Positive Parenting Studies and Statistics
Positive parenting is a strategy that parents can try for themselves at home, but that's not the only place that it's used. Positive parenting has been studied extensively, and it even forms the basis of several interventions for parents who report that they're struggling to raise children with behavioral problems. These programs are designed to help teach parents how they can reduce behavior problems at home.
According to Sanders, M.R. (1999) the Triple P-Positive Parenting Program, "is a multilevel system of family intervention, which provides five levels of intervention of increasing strength … The program aims to determine the minimally sufficient intervention a parent requires to deflect a child away from a trajectory towards more serious problems. The self-regulation of parental skill is a central construct in the program." So, do these programs work?
One review and meta-analysis conducted by Thomas, R. and Zimmer-Gembeck, M.J. (2007) revealed that the Triple P-Positive Parenting Program is associated with improvements in observed child behaviors. A study by Bor, M., Sanders, M.R., and Markie-Dadds, C. (2002) on 87 preschoolers found that the program resulted in significant improvements in children with disruptive behavior and attention/hyperactivity issues.

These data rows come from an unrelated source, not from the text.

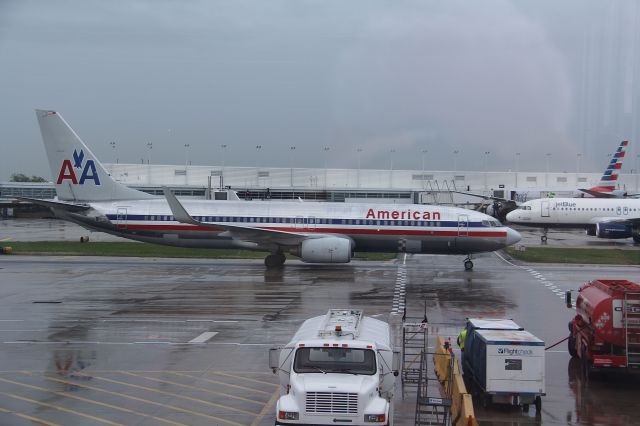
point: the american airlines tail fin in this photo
(610, 176)
(76, 172)
(607, 184)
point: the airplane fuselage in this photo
(376, 227)
(573, 212)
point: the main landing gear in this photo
(274, 260)
(543, 237)
(468, 264)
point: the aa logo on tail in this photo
(67, 171)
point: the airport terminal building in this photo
(337, 185)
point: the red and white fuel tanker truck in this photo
(605, 333)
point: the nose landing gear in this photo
(468, 264)
(274, 260)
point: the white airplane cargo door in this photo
(463, 225)
(121, 217)
(544, 209)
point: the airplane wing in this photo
(621, 220)
(598, 194)
(486, 197)
(244, 233)
(56, 204)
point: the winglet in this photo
(178, 211)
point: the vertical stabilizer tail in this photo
(76, 172)
(610, 177)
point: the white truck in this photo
(339, 369)
(504, 362)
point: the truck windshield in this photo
(335, 360)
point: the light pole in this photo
(578, 157)
(223, 148)
(546, 176)
(258, 148)
(359, 151)
(637, 171)
(186, 155)
(113, 146)
(486, 161)
(391, 152)
(517, 167)
(292, 150)
(455, 162)
(326, 157)
(150, 147)
(424, 152)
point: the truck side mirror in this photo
(396, 363)
(274, 359)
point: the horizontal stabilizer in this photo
(69, 207)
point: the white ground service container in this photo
(506, 362)
(339, 369)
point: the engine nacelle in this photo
(325, 250)
(613, 230)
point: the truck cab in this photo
(338, 369)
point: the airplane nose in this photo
(513, 236)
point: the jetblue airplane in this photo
(314, 232)
(600, 217)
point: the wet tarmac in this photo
(168, 341)
(58, 230)
(113, 341)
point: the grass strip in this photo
(576, 255)
(134, 249)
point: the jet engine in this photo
(325, 250)
(613, 230)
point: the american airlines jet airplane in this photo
(314, 232)
(600, 217)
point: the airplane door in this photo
(544, 209)
(463, 225)
(121, 217)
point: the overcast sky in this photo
(497, 76)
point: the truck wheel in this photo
(538, 404)
(571, 345)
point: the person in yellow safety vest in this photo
(461, 338)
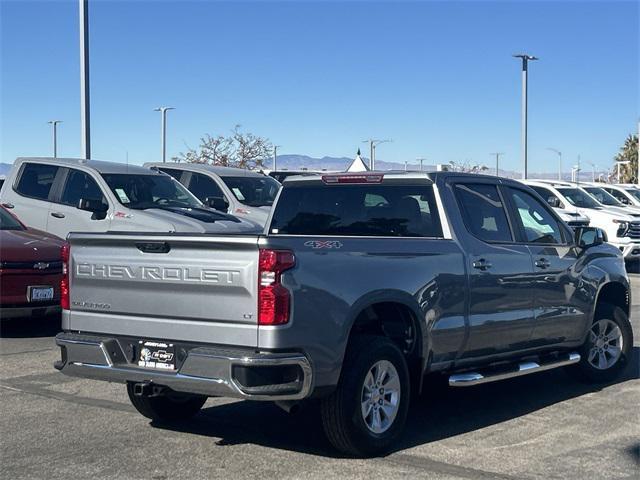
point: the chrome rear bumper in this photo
(205, 371)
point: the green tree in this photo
(628, 152)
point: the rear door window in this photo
(537, 223)
(36, 180)
(357, 210)
(483, 212)
(80, 185)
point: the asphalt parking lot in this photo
(541, 426)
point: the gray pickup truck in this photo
(360, 285)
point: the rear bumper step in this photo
(205, 371)
(468, 379)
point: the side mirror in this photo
(218, 203)
(97, 207)
(554, 202)
(587, 237)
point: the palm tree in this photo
(628, 152)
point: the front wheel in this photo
(171, 407)
(368, 409)
(607, 350)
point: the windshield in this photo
(7, 222)
(634, 192)
(603, 196)
(149, 191)
(578, 198)
(253, 191)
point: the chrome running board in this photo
(468, 379)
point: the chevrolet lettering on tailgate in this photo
(158, 273)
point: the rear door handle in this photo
(542, 263)
(482, 264)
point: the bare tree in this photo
(250, 151)
(240, 149)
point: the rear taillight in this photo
(273, 298)
(64, 282)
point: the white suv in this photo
(238, 191)
(626, 194)
(623, 230)
(64, 195)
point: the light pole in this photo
(373, 143)
(497, 154)
(85, 123)
(275, 156)
(575, 174)
(559, 153)
(163, 111)
(525, 66)
(54, 125)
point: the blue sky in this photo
(319, 77)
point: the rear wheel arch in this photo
(399, 321)
(612, 293)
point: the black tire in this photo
(171, 407)
(341, 413)
(587, 372)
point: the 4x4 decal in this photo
(323, 244)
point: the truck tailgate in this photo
(169, 286)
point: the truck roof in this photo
(430, 176)
(203, 167)
(97, 165)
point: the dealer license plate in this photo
(160, 355)
(40, 294)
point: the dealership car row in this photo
(43, 199)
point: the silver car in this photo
(66, 195)
(238, 191)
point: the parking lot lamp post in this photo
(525, 67)
(163, 111)
(54, 125)
(497, 154)
(85, 123)
(559, 153)
(275, 156)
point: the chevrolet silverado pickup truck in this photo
(359, 286)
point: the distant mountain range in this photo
(299, 162)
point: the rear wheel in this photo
(607, 350)
(170, 407)
(368, 409)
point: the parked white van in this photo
(240, 192)
(626, 194)
(64, 195)
(623, 230)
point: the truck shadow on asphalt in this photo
(440, 412)
(35, 327)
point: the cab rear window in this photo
(357, 210)
(36, 180)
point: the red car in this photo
(30, 269)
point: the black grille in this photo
(634, 230)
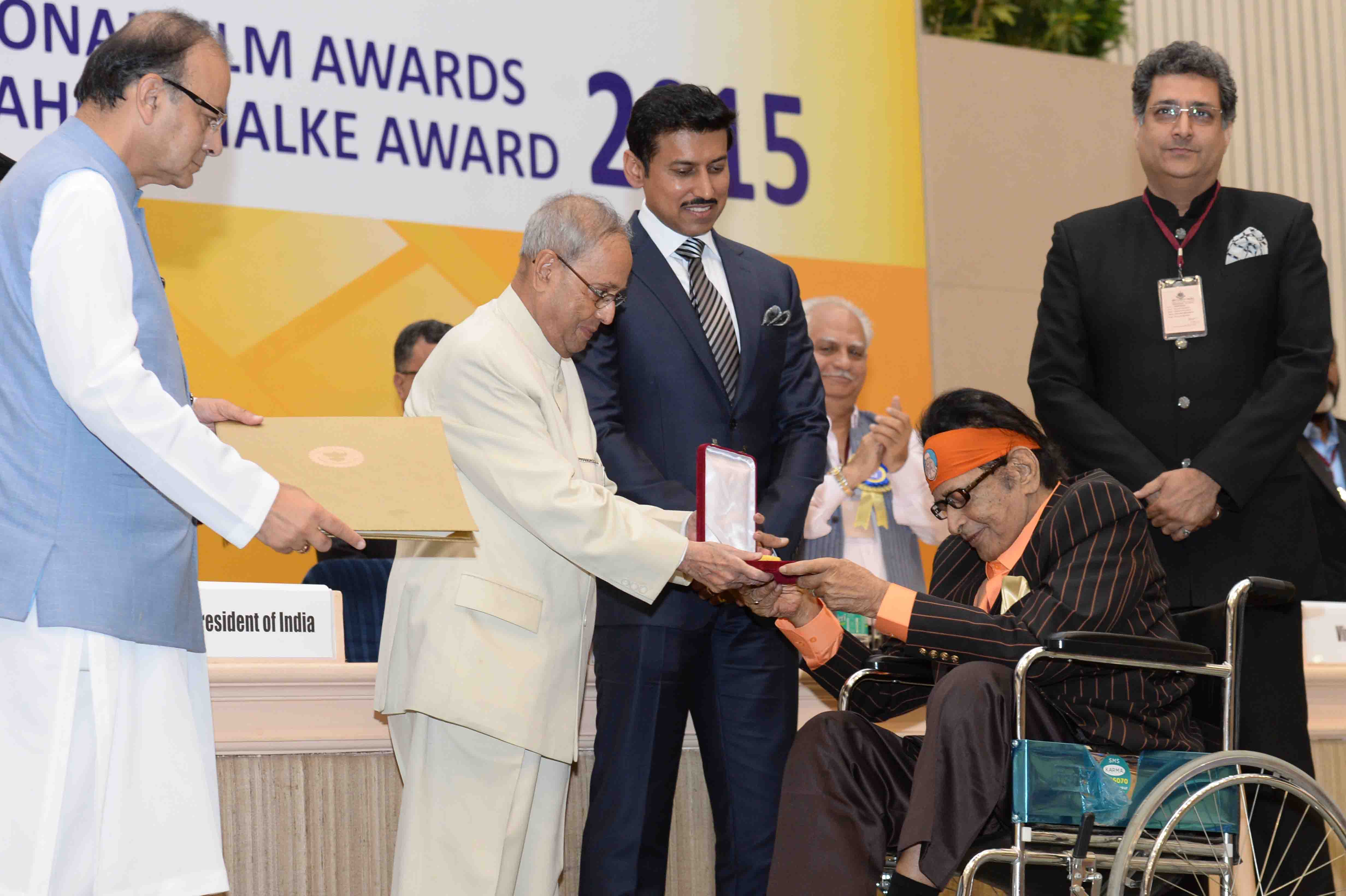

Still need more convincing to believe that positive parenting works? Another study by Oregon State University , that compiled data on three generations of families, found that positive parenting benefitted adolescents who were at risk for juvenile delinquency and positively affected their future parenting styles. All this research is great, but what about parents who don't have access to these programs?
Positive parenting has proven itself to be a great family intervention that benefits children's mental health and behavior. One of the main limitations of positive parenting programs, according to Sanders, M.R. (2008), is that "they don't do a very good job of getting the message out to parents in the community. Taking a public health approach to positive parenting would help spread the word and potentially help more people."
If you're about to become a parent for the first time or you're having issues with your children's behavior, you might be interested in learning more about what different parenting styles are out there. Some parents aren't even aware of their parenting style. Like most things, there are benefits and drawbacks to all parenting styles, and it's up to you to choose which one is right for your family.
Positive parenting is one style that's been gaining popularity because it focuses on creating secure, confident children who are well-behaved and in-touch with their emotions. Parents who follow this style aim to create a relationship of mutual respect with their children. Instead of punishing children when they act up, positive parents look for the reasons behind the behavior. They explain why the behavior was wrong and what proper behavior would be in that situation to give kids a positive example.
If you decide that you need to make changes to your parenting style, remember to be patient with yourself. Changing your habits and learning to think more before reacting can take some time but it's worth it. Keep in mind that resources like books, the internet, and online or in-person counseling, can help you succeed on your journey to becoming a more positive, peaceful parent.